(cache) DRBD_Cookbook - Cluster Wiki

This is a mini cookbook which is designed to help users get DRBD up and running in a 2-node cluster with GFS on top. Maintained by LonHohberger

So, you want to try playing with GFS, but you do not have a SAN. GFS, as you know, is not a distributed file system. Rather, it is a shared disk cluster file system. This means that in order to use it on two or more computers, you must have a disk shared between them.... or, do you?

DRBD is a RAID-1 style block device which synchronizes over the network between two computers. In essence, it provides a virtual shared storage between two computers. As of 0.8, DRBD can be used with GFS (and other shared disk cluster file systems) due to the addition of concurrent writer support.

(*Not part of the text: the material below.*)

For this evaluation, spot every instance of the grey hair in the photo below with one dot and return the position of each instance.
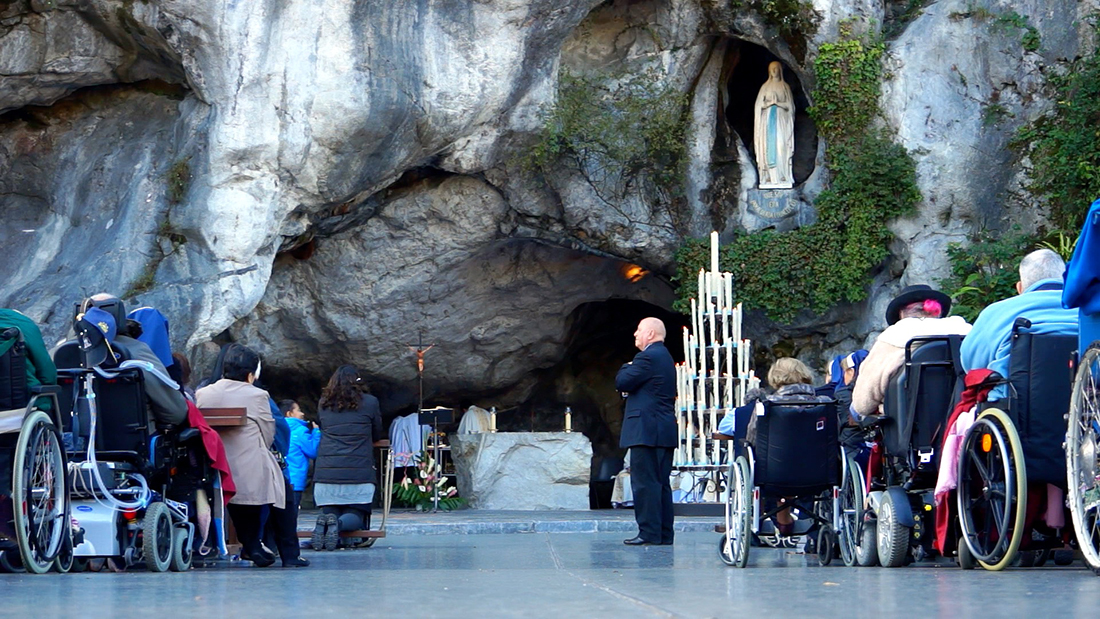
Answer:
(1040, 265)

Ok, so, you want GFS-on-DRBD. Here's how, sort of...

Before you start

This was written for RHEL5/CentOS5. Input from other distribution users is appreciated.
You will need gfs-utils or gfs2-utils. On RHEL5, get both (since gfs-utils requires the latter).
You may *not* use DRBD as a quorum disk in a 2-node cluster.
DRBD in active/active mode works only in two node clusters (at least, the free version...)
As of this writing, Red Hat does not ship nor support DRBD.
Performance is unlikely to be very good in this configuration.
Do not try this on shared storage. DRBD is for use on storage which is not shared.

Basic CMAN Configuration

For DRBD to work in its simplest form on Linux-Cluster, you will need a valid, two node cluster configuration. This includes using expected_votes="1" and two_node="1" in the <cman> tag of cluster.conf and, more importantly, fencing. Even though DRBD may not require fencing in all circumstances, GFS does. Here is an example cluster configuration (/etc/cluster/cluster.conf) for a 2-node virtual cluster using XVM fencing:

<?xml version="1.0"?>
<cluster alias="lolcats" config_version="41" name="lolcats">
        <cman expected_votes="1" two_node="1"/>
        <clusternodes>
                <clusternode name="frederick" nodeid="1" votes="1">
                        <fence>
                                <method name="1">
                                        <device domain="frederick" name="xvm"/>
                                </method>
                        </fence>
                </clusternode>
                <clusternode name="molly" nodeid="2" votes="1">
                        <fence>
                                <method name="1">
                                        <device domain="molly" name="xvm"/>
                                </method>
                        </fence>
                </clusternode>
        </clusternodes>
        <fencedevices>
                <fencedevice agent="fence_xvm" name="xvm"/>
        </fencedevices>
        <rm/>
</cluster>

How to configure linux-cluster / CMAN is beyond the scope of this document.

DRBD Configuration

Fabio C. gave me his configuration (/etc/drbd.conf) file, which I tweaked for my Xen cluster. You will need to adapt the below configuration to your environment.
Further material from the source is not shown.